The current generation of founders want to raise money from VCs, and Sequoia specifically, because Larry and Sergey took money from VCs, and Sequoia specifically. Imagine what it would do to the VC business if the next hot company didn't take VC at all.
VCs think they're playing a zero sum game. In fact, it's not even that. If you lose a deal to Benchmark, you lose that deal, but VC as an industry still wins. If you lose a deal to None, all VCs lose.
This recession may be different from the one after the Internet Bubble. This time founders may keep starting startups. And if they do, VCs will have to keep writing checks, or they could become irrelevant.
His point is very, very good. But what about performance? Or startup competition? It's not as easy as "Ok, our curves are sky rocketing, and we're ramen profitable - we don't need no stinkin' VC money!"
It's about optimal performance. Can you reach optimal performance without the VC money? If there are more startups there is also more competition. You have to be noticed in the noise.
Consider this chart:
Cash burn over time.
Optimal Performance is about growing as fast as your market and customers allow you. If you burn too fast you waste money. If you don't have enough money you can't reach your optimal performance. Huh?
Well, we're in the disruptive Internet business right? That is: We're changing and adapting customer behaviour. But customers adapt slowly. Back in the bubble I used to work for Red Message. $20M investment by Goldman Sachs in 2000. The went bankrupt, but there are businesses today thriving on the very same idea. Many of the companies back in the bubble burnt through their cash faster than their customers adapter their behaviour. They were all Over Spending. Other examples include Boo.com and Letsbuyit.
Hardware, software, marketing and distribution are all ten to hundred times cheaper now than back in the bubble.
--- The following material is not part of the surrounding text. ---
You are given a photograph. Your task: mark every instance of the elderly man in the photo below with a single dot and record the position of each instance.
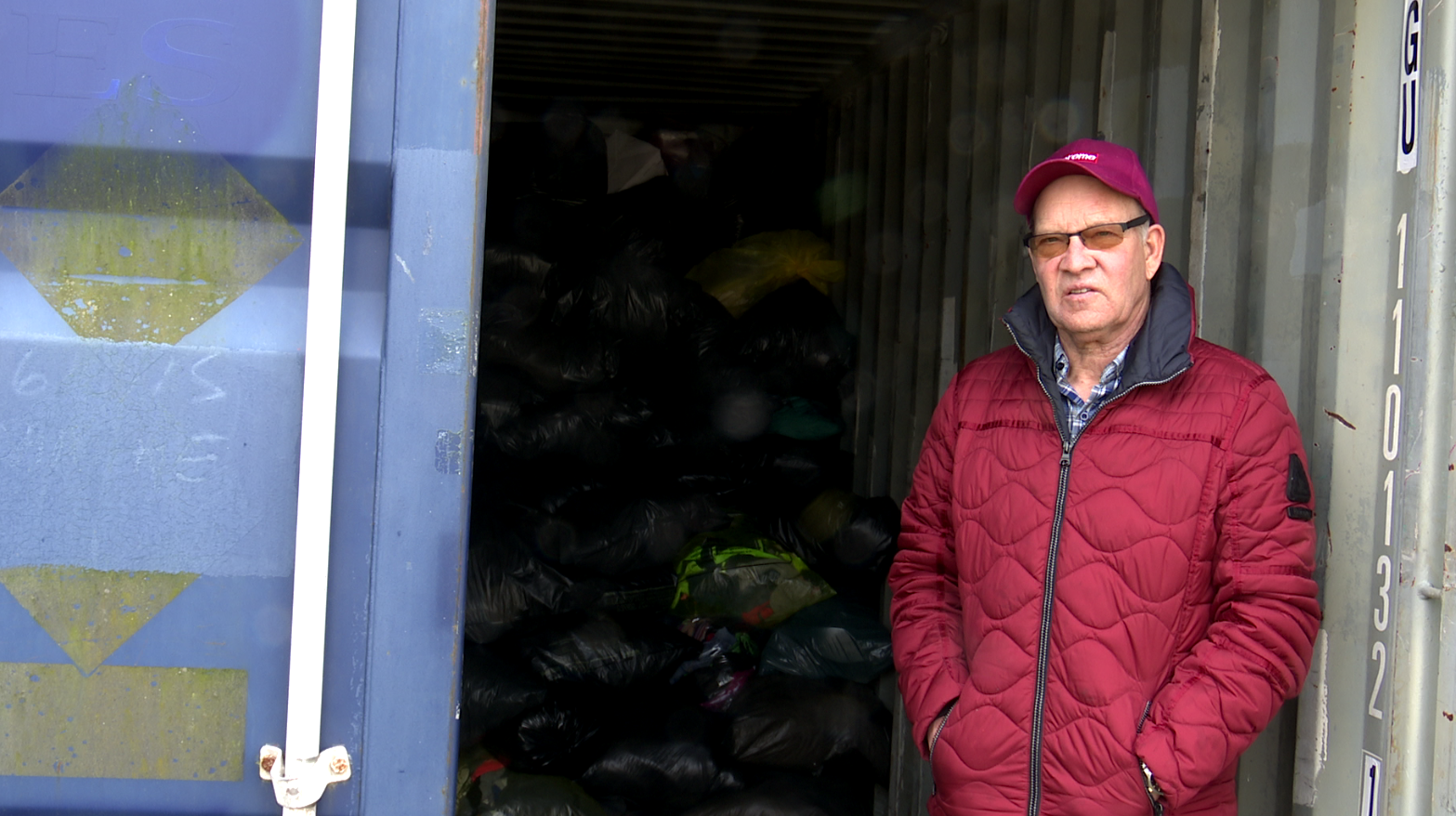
(1103, 590)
But customers are still slow to adapt.
So what am I saying? Well... Sure, with ramen profitability and curves that make any VC open their fat wallet you may not need them. But are you performing at your optimal curve? I doubt it. You're likely Under Performing, even though you may not know it. Even if the tools available for marketing and CRM are cheaper, if you want to reach a global audience chances are you'll use traditional (old) media. Newpapers. Journalists. Catching their attention them takes time and money. Maybe less than before, but still.
Optimal performance is very hard. It's about spending your money where it impacts the changein behaviour and faster adaptation of your customer. And that is very, very hard. No cheap hardware-, software-, marketing-, CRM-, distribution-, whatever-model in the world will help you there. You may just want to watch your curves, listen to and understand your customer better etc. etc. It's all soft, ad-hoc, and less measurable. And finding your optimal curve takes monkey. At least more than ramen money.
So while many things are cheaper, taking VC money to perform at the optimal curve is still necessary in order to stand out in the noise, and outcompete the competition.
What do you think? If my logic is fuzzy, it's because it's friday and I need beer.